I usually try to form a “pure” idea from the music, but in this case it ended up coming from a few different places. I’d previously written a script about a house full of people who don’t know each other, stuck in co-habitation. The storm ending then came from Dobi Manolova, co-writer and producer. She had written this beautiful script for a different track where a storm rolls in at the end connecting all these disparate characters we’d seen. I felt both of these ideas were perfect for Nimmo, and then worked this idea of the lightning striking to the beat. We co-wrote the script from these two different scripts basically. But after some time, in fact, after having released the video, I realised the populated spaces idea was from a dream I’d had many years ago.

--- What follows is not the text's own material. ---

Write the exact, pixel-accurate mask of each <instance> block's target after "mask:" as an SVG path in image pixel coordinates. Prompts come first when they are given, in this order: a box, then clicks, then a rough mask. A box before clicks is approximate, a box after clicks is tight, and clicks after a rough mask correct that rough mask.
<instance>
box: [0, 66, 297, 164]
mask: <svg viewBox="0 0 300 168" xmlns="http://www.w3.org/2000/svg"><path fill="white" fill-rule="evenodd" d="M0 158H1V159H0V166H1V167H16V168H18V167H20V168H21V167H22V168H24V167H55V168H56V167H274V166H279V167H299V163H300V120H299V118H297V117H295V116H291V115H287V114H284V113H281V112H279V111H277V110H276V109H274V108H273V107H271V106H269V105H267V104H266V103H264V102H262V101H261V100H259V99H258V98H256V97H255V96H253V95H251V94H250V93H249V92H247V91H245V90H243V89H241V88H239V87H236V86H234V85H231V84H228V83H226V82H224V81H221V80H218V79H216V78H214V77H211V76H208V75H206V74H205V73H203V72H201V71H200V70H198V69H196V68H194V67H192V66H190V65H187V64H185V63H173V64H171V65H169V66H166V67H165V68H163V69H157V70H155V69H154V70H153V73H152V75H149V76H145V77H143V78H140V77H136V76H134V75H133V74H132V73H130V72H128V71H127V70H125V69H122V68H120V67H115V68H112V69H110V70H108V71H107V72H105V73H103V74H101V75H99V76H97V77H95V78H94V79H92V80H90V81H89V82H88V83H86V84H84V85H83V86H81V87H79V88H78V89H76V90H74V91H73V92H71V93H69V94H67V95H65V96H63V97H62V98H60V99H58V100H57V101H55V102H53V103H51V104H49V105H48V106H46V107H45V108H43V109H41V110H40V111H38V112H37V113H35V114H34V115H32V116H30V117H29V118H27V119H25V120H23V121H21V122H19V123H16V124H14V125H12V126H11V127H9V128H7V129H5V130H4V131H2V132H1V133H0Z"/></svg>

In this dream which I was lucid in, many people walked around, sat on the floor, all in this state of slight sadness and lack of hope. Being conscious of dreaming, I realised that they were waiting for me to wake up as if it was the apocalypse for them, these dream actors who play a role until the waking state. So I started seeing the lightning strikes as the synapses of the brain firing up before the dreamer wakes, and these dream actors are waiting for their world to end looking up at the edges of the dreamer’s brain. Of course, this is very far flung and Dobi will have a totally different reading which is what I love about writing with her. After we make the video, we always ask each… “so, what does it mean for you?”.


Scale of Production

It was like starting a train that can’t be stopped. I find this with every music video once sign off happens. Whatever happens, it’s going to arrive at the destination. Sometimes you feel you’re really in control, other times a lot less so. With this film, I definitely felt it was pushing along outside of the control I’m perhaps usually used to. The cast were wonderful and just got the idea immediately after speaking to them all together in the morning. Borja, our DP, did an incredible job lighting it in a way that allowed total free movement. So once we put people into places they could move freely and only have us adjust them a little bit. So it was a real rush of adrenaline, but the cast made it far easier than it should have been.

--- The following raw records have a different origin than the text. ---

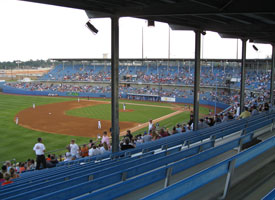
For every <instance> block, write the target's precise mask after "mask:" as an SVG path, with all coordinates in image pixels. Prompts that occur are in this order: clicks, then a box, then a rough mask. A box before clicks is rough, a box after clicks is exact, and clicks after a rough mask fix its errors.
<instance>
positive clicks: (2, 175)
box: [0, 172, 5, 184]
mask: <svg viewBox="0 0 275 200" xmlns="http://www.w3.org/2000/svg"><path fill="white" fill-rule="evenodd" d="M3 182H5V179H4V176H3V173H2V172H0V184H2V183H3Z"/></svg>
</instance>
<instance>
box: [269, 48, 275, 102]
mask: <svg viewBox="0 0 275 200" xmlns="http://www.w3.org/2000/svg"><path fill="white" fill-rule="evenodd" d="M274 65H275V44H272V62H271V80H270V103H271V105H272V106H273V105H274V100H273V90H274V74H275V72H274V67H275V66H274Z"/></svg>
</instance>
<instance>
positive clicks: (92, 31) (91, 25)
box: [86, 20, 98, 35]
mask: <svg viewBox="0 0 275 200" xmlns="http://www.w3.org/2000/svg"><path fill="white" fill-rule="evenodd" d="M86 27H87V28H88V29H89V30H90V31H92V33H93V34H95V35H96V34H97V33H98V30H97V29H96V27H94V25H92V23H91V22H90V20H89V21H88V22H87V23H86Z"/></svg>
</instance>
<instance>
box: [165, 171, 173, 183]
mask: <svg viewBox="0 0 275 200" xmlns="http://www.w3.org/2000/svg"><path fill="white" fill-rule="evenodd" d="M172 170H173V168H172V167H169V168H167V170H166V177H165V180H164V188H167V187H168V186H169V185H170V180H171V174H172Z"/></svg>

We talked over a few references for the look, and the main one he talked about was the lighting in Last Days, but he took it to a higher poetic level with the climax. The camera work needed this drifting eye, and in fact it’s something I talked at length about with Dobi at the start. I’d originally imagined it with long shots, then went to quite a few cuts and so we then sat together and played the track and talked over the parts she felt had these shots linger on, so she had a big part to play also in keeping it in this wandering style. Borja then took it to where it is, it’s actually a totally different style than I’m used to or have done before and he played a big part in this which I’m incredibly grateful for.



A few commercials at the moment. I had shot one just before the Nimmo video, and then had one happen straight after which is now in post production. I’m currently in pre production for one in Spain with Grayskull that I’m very excited about. Strangely, the idea of the commercial is of very populated spaces. I got the board before Nimmo was released, so it was a strange coincidence. Borja was available and lives here in Barcelona where I am at the moment, so I’m very happy I can work with him so soon after Nimmo, and weirdly it’s on an idea not disimilar to the one we just did.